High cardiovascular risk

April 2019

  • These results could have broader implications for type 2 diabetes treatment guidelines in the future. Particularly if the other SGLT-2 inhibitor CVOTs also report positive results, the class could become the standard second-line treatment option for type 2 diabetes (and perhaps eventually even the first-line option depending on level of magnitude – and particularly once they are generic). The situation could of course become more complicated if one of the ongoing GLP-1 agonist CVOTs also demonstrates cardioprotection – Novo Nordisk Chief Scientific Officer Dr. Mads Thomsen expressed cautious optimism during the company’s recent 2Q15 update regarding the potential for a superiority finding from the LEADER trial for Victoza (liraglutide). In the meantime, we imagine that these results will at least help SGLT-2 inhibitors continue to make gains relative to DPP-4 inhibitors, for which outcomes results have been resoundingly neutral.
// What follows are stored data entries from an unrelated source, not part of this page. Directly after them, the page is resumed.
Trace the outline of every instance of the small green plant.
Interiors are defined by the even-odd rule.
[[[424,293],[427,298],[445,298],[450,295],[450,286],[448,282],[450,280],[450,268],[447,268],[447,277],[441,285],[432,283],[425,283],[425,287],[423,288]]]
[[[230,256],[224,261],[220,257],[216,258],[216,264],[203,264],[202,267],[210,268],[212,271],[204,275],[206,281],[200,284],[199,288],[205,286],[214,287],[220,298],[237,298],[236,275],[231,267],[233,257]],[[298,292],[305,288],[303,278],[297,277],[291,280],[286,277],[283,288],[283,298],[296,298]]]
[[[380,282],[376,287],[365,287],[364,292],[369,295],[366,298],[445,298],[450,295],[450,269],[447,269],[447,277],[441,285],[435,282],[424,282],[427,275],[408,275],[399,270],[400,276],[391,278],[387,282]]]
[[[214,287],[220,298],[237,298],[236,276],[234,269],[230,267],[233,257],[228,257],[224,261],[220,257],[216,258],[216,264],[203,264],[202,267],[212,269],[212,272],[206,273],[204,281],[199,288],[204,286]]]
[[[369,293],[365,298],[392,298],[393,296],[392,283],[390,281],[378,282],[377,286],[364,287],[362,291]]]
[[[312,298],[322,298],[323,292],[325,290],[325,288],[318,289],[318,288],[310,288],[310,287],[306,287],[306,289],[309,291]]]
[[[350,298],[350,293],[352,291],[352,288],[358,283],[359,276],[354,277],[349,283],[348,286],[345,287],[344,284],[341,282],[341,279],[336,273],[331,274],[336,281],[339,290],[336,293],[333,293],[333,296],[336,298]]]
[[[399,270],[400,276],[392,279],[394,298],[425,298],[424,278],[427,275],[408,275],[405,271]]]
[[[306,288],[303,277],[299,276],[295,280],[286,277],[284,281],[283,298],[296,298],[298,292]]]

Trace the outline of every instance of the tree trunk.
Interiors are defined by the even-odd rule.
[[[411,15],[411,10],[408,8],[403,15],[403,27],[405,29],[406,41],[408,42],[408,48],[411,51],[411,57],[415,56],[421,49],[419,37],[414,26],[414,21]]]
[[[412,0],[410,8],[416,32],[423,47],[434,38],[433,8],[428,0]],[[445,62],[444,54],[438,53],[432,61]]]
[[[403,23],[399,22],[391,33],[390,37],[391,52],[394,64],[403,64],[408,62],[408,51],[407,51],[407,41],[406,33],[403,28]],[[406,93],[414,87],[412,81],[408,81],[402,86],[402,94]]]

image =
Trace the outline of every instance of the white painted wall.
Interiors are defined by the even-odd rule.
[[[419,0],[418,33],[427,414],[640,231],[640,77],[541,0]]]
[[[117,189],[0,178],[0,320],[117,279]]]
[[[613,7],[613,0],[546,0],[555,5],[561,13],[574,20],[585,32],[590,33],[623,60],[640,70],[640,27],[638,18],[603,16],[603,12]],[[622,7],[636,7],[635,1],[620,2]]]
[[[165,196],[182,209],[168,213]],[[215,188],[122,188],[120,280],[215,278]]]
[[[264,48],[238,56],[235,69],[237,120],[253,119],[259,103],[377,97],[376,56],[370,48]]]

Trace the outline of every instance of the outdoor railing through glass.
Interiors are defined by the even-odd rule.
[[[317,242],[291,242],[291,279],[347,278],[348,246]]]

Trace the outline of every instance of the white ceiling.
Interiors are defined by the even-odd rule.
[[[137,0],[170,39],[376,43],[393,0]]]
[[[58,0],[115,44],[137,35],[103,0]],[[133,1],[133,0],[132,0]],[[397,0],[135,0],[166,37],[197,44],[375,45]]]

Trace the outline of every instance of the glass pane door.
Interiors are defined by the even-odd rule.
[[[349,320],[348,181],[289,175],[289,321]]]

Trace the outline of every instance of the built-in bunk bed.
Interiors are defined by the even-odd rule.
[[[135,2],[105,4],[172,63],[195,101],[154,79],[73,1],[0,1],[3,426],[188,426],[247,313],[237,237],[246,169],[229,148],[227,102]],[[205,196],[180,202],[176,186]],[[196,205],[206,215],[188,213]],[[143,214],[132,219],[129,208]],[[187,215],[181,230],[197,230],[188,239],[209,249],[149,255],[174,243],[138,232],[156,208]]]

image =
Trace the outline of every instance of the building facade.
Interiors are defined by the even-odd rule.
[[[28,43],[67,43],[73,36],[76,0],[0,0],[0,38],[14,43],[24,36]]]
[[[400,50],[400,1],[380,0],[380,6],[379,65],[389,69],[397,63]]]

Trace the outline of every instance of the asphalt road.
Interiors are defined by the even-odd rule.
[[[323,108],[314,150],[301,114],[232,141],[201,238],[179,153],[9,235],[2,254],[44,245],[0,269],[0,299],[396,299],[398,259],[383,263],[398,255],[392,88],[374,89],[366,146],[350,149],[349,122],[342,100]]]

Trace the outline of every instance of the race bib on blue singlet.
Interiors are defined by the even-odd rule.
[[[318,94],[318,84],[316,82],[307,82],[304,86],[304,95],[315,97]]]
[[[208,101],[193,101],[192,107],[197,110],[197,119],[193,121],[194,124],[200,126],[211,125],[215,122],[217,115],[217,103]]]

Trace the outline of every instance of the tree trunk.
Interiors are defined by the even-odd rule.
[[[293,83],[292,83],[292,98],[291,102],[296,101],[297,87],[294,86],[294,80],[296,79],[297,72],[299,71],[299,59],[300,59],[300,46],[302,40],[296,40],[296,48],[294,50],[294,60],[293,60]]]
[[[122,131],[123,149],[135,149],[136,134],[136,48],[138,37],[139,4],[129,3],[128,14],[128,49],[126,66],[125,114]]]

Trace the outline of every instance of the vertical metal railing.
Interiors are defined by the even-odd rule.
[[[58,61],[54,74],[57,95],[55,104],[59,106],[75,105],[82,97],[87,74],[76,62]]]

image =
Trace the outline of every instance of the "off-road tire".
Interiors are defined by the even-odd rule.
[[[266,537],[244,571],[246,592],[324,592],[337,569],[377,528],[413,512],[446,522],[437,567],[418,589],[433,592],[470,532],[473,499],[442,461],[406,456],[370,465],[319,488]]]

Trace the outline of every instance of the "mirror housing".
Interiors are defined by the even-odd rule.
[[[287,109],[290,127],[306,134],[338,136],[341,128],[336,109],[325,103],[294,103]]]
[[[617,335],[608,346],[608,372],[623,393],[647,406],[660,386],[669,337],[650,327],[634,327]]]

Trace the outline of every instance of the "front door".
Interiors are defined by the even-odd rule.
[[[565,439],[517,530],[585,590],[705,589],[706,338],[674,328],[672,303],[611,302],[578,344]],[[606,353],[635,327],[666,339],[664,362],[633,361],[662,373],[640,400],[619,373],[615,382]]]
  • The findings add a new wrinkle to the debate over the broader costs and benefits of the 2008 CV Guidance. Proponents of the current CVOT paradigm can now convincingly argue that at least one of these trials has revealed a clinically meaningful benefit that might otherwise have remained unknown – however, we doubt it would be unknown since presumably the companies would’ve done these trials – but on their own timeline. However, for a class like the DPP-4 inhibitors for which there was little suggestion that the results would be anything other than neutral, it is far from clear that the benefit was worth the enormous investment – moreover, since safety was so key to establish, most manufacturers invested in safety, rather than both safety as well as efficacy, as has been seen with the EMPA-REG OUTCOME trial.  Our sense remains that incentivizing companies to conduct outcomes trials for drugs where there is a plausible chance of cardiovascular benefit (and of course requiring safety studies where there is a clear potential for increased risk) would be more reasonable than the current across-the-board policy for type 2 diabetes drugs.
  • We consider this a very big result for EMPA as well as potentially the entire SGLT-2 class and look so forward to learning more! In the meantime, here are some views by highly regarded advisors (many more have been asked and we’ll be expanding this list:
    • Dr. John Buse: “At face value this is great news for people with diabetes; I cannot wait to see the full results.”
    • Dr. Dan Drucker: “Demonstration of a reduction of MACE events through addition of empagliflozin to a standard regimen of anti-diabetic agents represents a breakthrough in management of patients with type 2 diabetes with increased cardiovascular risk and resets our standards and expectations higher for the actions of newer anti-diabetic agents going forward… Your premise about first line therapy for SGLT2/empagliflozin is reasonable, and let's see the full results of the study in 5 weeks then revisit this metformin vs. SGLT2i discussion.”
    • Dr. Irl Hirsch: “It obviously is a big deal and there are some key questions…”
    • Dr. Rury Holman: "Having a second glucose-lowering drug shown to impact positively on cardiovascular risk is a pivotal result and a welcome finding for people with type diabetes."
    • Professor Philip Home: "I welcome the announcement, but can only accept it with caution without seeing the scientific basis, including numbers of events, confidence intervals, analysis of components, sight of the time-to-first-event curves, duration of exposure, participant retention and the like."